El que el proceso de reforma estatutario desemboque en un referéndum debiera ser algo consustancial, y no meramente la guinda democrática que se coloca cuando la tarta está cocinada. Otro sería el comportamiento de los partidos si la ley orgánica que regula las distintas modalidades de referéndum de 1980 hubiera establecido un quórum de participación de al menos el 50% de los electores inscritos en el censo. Pero nuestra clase política está acostumbrada a subirse al trapecio con la seguridad de que cae en la red, de modo que poco les afecta el comportamiento ciudadano. Se nos viene encima una racha de nuevos estatutos, que serán aprobados en referéndum con participación sensiblemente más baja que la obtenida en Cataluña. No tengan cuidado; lo único que no se reformará es la ley, exigiendo por lo menos para los referéndum constitucionales, es decir, aquellos que la Constitución obliga a celebrar, un quórum presentable.

El sistema electoral es con todo el factor principal de la distancia creciente entre sociedad y clase política, al implicar un traspaso del poder originario de manos de los ciudadanos a las de los partidos. En principio, se llama proporcional, pero con la enorme desviación de haber constituido a la provincia en distrito electoral y limitar el número de diputados en el Congreso. (La aplicación de la regla d'Hondt es significativa sólo en este contexto). Si a ello se añade el sistema de "listas cerradas y bloqueadas", las personas elegidas dependen únicamente de los partidos que los han puesto en las listas en un lugar de salida, sin el menor contacto con los ciudadanos que han votado estas listas. Por mucho que la Constitución prohíba el "mandato imperativo", los elegidos representan a las cúspides de los partidos que los han colocado en la lista, y que los pueden quitar en las próximas elecciones, y de manera simbólica y sin relación directa pretenden representar a los ciudadanos que votaron su lista.

El sistema electoral vigente implica una perversión del principio fundamental de representación que no sólo cuestiona el valor de nuestra democracia representativa, sino que tiene efectos dañinos en la relación fundamental entre los ciudadanos y sus representantes. Ahora bien, el sistema favorece de tal forma el poder de las elites partidarias que es impensable que éstas acepten una modificación sustancial.
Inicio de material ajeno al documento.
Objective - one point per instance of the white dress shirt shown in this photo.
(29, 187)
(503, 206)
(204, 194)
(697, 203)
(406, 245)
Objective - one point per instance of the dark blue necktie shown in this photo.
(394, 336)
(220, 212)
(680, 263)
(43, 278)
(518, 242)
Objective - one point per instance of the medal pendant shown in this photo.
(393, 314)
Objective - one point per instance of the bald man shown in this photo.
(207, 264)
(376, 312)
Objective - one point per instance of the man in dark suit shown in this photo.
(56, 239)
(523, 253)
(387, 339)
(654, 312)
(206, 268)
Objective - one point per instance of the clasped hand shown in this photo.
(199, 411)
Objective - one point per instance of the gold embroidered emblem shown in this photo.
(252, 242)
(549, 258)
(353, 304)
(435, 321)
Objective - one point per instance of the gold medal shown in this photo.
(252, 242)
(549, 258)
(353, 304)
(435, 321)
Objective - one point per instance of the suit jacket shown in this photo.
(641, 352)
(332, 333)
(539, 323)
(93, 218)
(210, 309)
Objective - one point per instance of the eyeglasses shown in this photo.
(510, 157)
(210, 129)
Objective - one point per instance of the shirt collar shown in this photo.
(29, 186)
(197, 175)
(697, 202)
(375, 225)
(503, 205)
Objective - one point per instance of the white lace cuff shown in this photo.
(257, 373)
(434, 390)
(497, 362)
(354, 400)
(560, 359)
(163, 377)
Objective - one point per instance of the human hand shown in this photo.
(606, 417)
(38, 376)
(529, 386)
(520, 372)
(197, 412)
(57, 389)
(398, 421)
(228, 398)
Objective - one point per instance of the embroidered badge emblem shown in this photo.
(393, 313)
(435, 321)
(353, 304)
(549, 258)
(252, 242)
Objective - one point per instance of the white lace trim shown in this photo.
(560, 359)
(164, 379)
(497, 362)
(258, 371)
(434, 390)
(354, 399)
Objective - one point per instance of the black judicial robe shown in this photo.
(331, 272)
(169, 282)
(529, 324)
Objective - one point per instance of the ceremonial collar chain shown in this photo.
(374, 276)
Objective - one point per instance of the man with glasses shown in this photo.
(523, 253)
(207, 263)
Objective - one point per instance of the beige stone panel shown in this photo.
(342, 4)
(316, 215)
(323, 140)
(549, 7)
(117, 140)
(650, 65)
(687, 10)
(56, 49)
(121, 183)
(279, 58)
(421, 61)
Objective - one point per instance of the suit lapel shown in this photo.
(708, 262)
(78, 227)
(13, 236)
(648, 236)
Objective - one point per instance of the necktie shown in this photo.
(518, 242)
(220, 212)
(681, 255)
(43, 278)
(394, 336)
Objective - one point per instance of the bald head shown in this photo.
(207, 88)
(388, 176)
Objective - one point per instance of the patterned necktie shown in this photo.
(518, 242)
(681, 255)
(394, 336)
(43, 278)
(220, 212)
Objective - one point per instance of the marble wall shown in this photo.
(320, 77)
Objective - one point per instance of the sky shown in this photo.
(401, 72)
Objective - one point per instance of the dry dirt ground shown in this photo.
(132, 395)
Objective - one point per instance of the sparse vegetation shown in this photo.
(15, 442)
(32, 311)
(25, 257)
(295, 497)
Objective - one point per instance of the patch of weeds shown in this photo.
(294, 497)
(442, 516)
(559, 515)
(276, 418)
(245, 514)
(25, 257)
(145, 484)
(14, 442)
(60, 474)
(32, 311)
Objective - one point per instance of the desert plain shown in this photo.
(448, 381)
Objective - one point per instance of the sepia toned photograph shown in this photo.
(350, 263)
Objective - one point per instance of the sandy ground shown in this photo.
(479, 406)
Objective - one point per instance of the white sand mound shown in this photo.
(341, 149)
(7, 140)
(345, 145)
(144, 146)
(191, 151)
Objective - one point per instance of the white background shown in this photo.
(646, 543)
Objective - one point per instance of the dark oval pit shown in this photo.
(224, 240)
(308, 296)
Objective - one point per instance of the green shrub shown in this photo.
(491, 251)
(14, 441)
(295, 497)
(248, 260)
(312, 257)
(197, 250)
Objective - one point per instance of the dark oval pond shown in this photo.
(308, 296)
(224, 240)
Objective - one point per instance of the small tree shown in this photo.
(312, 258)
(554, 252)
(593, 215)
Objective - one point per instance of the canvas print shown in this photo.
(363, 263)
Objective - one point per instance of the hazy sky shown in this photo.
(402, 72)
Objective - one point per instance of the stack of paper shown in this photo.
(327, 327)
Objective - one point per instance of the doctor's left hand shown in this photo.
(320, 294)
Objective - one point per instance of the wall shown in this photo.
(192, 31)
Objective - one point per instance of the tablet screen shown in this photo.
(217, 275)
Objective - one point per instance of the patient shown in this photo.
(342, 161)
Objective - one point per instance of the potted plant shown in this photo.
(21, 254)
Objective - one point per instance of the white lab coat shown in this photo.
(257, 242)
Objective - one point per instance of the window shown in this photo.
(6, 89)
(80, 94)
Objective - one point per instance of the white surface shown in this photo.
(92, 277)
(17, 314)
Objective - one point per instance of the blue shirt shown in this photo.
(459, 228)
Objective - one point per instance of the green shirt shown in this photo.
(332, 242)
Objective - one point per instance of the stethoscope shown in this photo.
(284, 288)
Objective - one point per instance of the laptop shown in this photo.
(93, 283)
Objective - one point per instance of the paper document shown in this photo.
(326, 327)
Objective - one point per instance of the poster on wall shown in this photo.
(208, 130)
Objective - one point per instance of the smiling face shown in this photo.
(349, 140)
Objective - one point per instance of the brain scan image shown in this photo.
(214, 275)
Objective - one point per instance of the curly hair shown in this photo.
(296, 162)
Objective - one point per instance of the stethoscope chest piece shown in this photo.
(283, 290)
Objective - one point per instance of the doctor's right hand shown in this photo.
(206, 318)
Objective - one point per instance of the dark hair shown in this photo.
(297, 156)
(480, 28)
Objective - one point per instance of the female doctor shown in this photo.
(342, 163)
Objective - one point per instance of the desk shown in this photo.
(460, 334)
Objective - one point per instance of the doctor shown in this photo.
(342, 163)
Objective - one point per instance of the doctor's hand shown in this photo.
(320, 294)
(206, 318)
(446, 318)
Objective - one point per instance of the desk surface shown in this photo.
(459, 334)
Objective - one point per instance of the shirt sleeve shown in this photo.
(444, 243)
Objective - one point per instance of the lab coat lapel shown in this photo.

La fosa entre la España real y la España oficial seguirá aumentando.

La primera Restauración duró medio siglo hasta que la derrumbó el golpe de Primo de Rivera. La segunda permanece ya 30 años, pero en este último tiempo se ha acelerado el distanciamiento de la ciudadanía de las instituciones, debido en buena parte a los conflictos que conlleva la organización política de los distintos territorios, cuestión que la Constitución ha dejado abierta sin posibilidad de cerrarla, a menos que se llevara a cabo una reforma a fondo, altamente improbable. Si la cuestión social - en último término, la incapacidad de integrar en el sistema político a la clase obrera naciente- hizo inviable la primera Restauración, la dinámica centrífuga que ampara la Constitución de 1978 podría ser la causa del final de la segunda.

De los desaguisados que a la larga conlleva la tan admirada transición y su expresión jurídica en la Constitución nada tiene que ver el que se impusiera la "monarquía parlamentaria" como forma de Estado. Pero en este proceso de distanciamiento social creciente del actual régimen, muchos podrían llegar a sospechar que habría llegado la hora de sustituirla por la república. En la primera Restauración, la alternativa republicana fue cobrando fuerza según quedaba patente que el régimen era inmodificable. Como la segunda se muestra también irreformable, me temo que crezcan las expectativas republicanas como única alternativa de cambio. Y lo temo, porque esta vez no cabe entusiasmarse con la alternativa, conscientes de que los problemas planteados no se resolverían con el cambio de forma del Estado.

Frente a lo que ha sido norma en nuestra historia, cambiar de régimen, en vez de reformarlo, confío en que esta vez hayamos aprendido de la historia y en vez de contribuir al derribo, seamos capaces de llevar a cabo las reformas necesarias.

Ignacio Sotelo es catedrático excedente de Sociología.